Two other things from running similar pipelines:

The Engineer↔QA loop is unbounded. A hard cap on retries (3 rounds, then escalate to human with the failure diff) prevents the runaway-tokens case. The 20-min global timeout is too coarse.
Pre-run cost estimate. meta.json captures cost post-hoc. A pre-run estimate per stage (input tokens × model rate + max output × model rate, summed across agents) lets you decide whether to start a large run. Especially useful when the Reviewer score gate means a run could fail at 90% completion with full cost spent.

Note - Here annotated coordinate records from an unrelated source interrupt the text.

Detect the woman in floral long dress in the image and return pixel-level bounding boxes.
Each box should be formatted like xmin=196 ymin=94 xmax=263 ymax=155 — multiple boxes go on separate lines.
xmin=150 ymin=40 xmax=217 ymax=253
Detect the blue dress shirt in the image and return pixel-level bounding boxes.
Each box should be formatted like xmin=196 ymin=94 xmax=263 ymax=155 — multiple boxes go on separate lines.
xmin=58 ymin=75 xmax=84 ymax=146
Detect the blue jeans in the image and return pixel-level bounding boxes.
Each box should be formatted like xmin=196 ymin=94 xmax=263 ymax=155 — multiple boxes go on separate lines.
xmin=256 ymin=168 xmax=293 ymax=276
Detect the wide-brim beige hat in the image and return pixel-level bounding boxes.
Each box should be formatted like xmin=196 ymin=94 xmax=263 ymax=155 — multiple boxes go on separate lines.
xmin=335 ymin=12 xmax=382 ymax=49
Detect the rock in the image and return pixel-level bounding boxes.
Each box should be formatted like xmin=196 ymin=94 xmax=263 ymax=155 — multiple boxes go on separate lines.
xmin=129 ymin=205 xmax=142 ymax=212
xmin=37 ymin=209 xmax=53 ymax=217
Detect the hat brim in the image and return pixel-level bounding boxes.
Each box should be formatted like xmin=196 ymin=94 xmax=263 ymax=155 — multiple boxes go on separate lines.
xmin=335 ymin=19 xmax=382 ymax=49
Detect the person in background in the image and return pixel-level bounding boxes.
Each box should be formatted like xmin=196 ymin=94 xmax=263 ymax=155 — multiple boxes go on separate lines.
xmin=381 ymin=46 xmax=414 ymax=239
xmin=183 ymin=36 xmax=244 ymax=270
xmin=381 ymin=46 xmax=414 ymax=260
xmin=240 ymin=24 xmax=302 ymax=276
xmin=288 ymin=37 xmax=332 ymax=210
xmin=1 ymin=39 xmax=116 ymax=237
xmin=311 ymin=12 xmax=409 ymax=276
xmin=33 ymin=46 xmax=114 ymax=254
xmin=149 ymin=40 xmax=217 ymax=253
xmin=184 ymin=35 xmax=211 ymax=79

For the routing decision specifically (which model for which agent for which task), I packaged UCB1/Thompson Sampling/LinUCB and a few static-policy variants as an MCP server in case it's useful as a drop-in: github.com/Whatsonyourmind/oraclaw. Different scope from SPEC-TO-SHIP but the picker primitive is the same shape.

Harjot Singh • May 31

Spec-to-ship as a multi-agent pipeline is a great way to frame the real opportunity, because the win isn't a single clever code-gen agent, it's the deterministic pipeline that carries a feature idea through defined stages (spec, plan, implement, test, review) with structure between them. The spec is doing the heavy lifting here, a clear, machine-usable spec is what keeps the downstream agents on track, because most agent coding failures trace back to ambiguous intent, so investing in the spec stage pays off everywhere after it. The stages I'd guard hardest are the verification ones: a test/review agent that actually checks the implementation against the spec is what turns plausible code into shippable code, and the irreversible step (merge/deploy) is where a human gate belongs, the pipeline does the breadth, the human owns the ship decision. The thing that makes this production rather than demo is what happens at the seams when a stage produces something wrong, does the next stage catch it (validation, the review agent) or does the bad output flow to production. Deterministic stages, a strong spec, verification between them, and a gate on ship. That structure-the-pipeline-and-verify-each-stage instinct is core to how I think about Moonshift. In your pipeline, does the review/test stage gate progression (must pass to continue), or run advisory alongside?